King, who developed the technology with a team of researchers at the Institute for Quantitative Social Science, said in an e-mail that the algorithm can can sort through thousands of blogs, books, articles and other sources of information in real time and extract a common opinion.
In 2007, King founded Crimson Hexagon with Candace Fleming—a Harvard Business School graduate—and serves as its “Chief Scientist,” according to the company’s Web site.
King said that the technology, referred to as “readme” by its developers, arose from a previous project that the team had worked on for the World Health Organization that analyzed causes of death around the world in order to better allocate health resources.
In the process, they developed what they call a “fully automated procedure” that required no personal judgment from physicians and factored in statistical uncertainties.
This objective technique, King said, proved useful for another project—interpreting opinions expressed about U.S. presidential candidates in political blogs.
For this project, the team needed a technique that could analyze up to 185 million blogs throughout the world everyday, tracking changes in opinion.
“We decided to use our own software,” said Matthew L. Knowles ’07, a Harvard Law School student who helped code the algorithm.

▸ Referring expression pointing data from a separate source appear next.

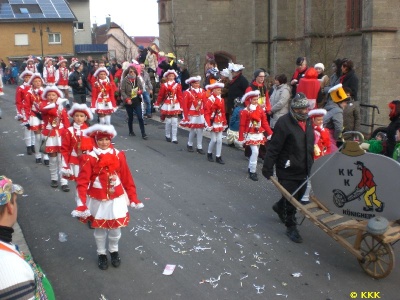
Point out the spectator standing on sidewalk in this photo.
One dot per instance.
(291, 151)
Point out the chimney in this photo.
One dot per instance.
(108, 21)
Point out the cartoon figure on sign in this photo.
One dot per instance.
(367, 183)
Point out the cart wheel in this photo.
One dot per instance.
(378, 259)
(339, 198)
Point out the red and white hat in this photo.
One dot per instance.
(35, 75)
(170, 72)
(74, 60)
(99, 70)
(217, 85)
(99, 131)
(318, 112)
(30, 58)
(51, 89)
(76, 107)
(25, 73)
(249, 95)
(61, 59)
(193, 79)
(47, 60)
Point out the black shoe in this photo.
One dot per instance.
(253, 176)
(90, 224)
(209, 157)
(276, 209)
(380, 208)
(200, 151)
(103, 262)
(65, 188)
(115, 259)
(294, 234)
(219, 160)
(368, 208)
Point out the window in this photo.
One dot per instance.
(54, 38)
(21, 40)
(78, 26)
(353, 12)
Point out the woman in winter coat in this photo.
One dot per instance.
(279, 99)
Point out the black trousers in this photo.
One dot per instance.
(137, 108)
(289, 211)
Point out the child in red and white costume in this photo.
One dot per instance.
(20, 93)
(170, 99)
(30, 65)
(32, 117)
(56, 121)
(322, 143)
(215, 120)
(103, 101)
(49, 72)
(74, 143)
(62, 74)
(193, 102)
(253, 124)
(105, 189)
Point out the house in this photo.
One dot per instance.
(146, 41)
(36, 27)
(120, 45)
(272, 34)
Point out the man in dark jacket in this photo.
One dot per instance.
(237, 87)
(77, 81)
(291, 151)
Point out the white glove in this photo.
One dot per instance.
(137, 206)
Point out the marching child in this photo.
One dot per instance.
(33, 117)
(253, 124)
(55, 122)
(322, 143)
(215, 120)
(20, 93)
(74, 143)
(105, 188)
(62, 74)
(170, 99)
(194, 99)
(49, 72)
(103, 101)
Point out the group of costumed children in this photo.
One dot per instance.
(82, 154)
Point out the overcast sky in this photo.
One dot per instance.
(136, 17)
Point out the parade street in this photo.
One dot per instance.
(209, 220)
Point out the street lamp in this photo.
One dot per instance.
(41, 34)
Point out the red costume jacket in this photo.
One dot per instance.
(97, 171)
(20, 98)
(253, 122)
(215, 113)
(74, 144)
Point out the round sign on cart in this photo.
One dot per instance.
(361, 187)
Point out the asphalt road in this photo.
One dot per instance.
(209, 220)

After adopting the algorithm to analyze text on political blogs, Knowles wrote, the team realized the software could have broader appeal for the general public.
“I knew that other people could use our software for content analysis on the Internet,” he wrote.
Several companies have already been using the technology to analyze customer reaction to their products and marketing tactics, King added.
In the short term, King said, he believes companies will continue to use “readme” technology through Crimson Hexagon for use as a marketing tool.
But King said he hopes that in the future, clients will be able to apply the technology more broadly—“from the microblog to the data warehouse.”
“Every 15 minutes an amount of information appears on the Internet equivalent to all the information in the Library of Congress, and a lot of this is unstructured text,” he wrote. “There would appear to be many potential applications on the horizon.”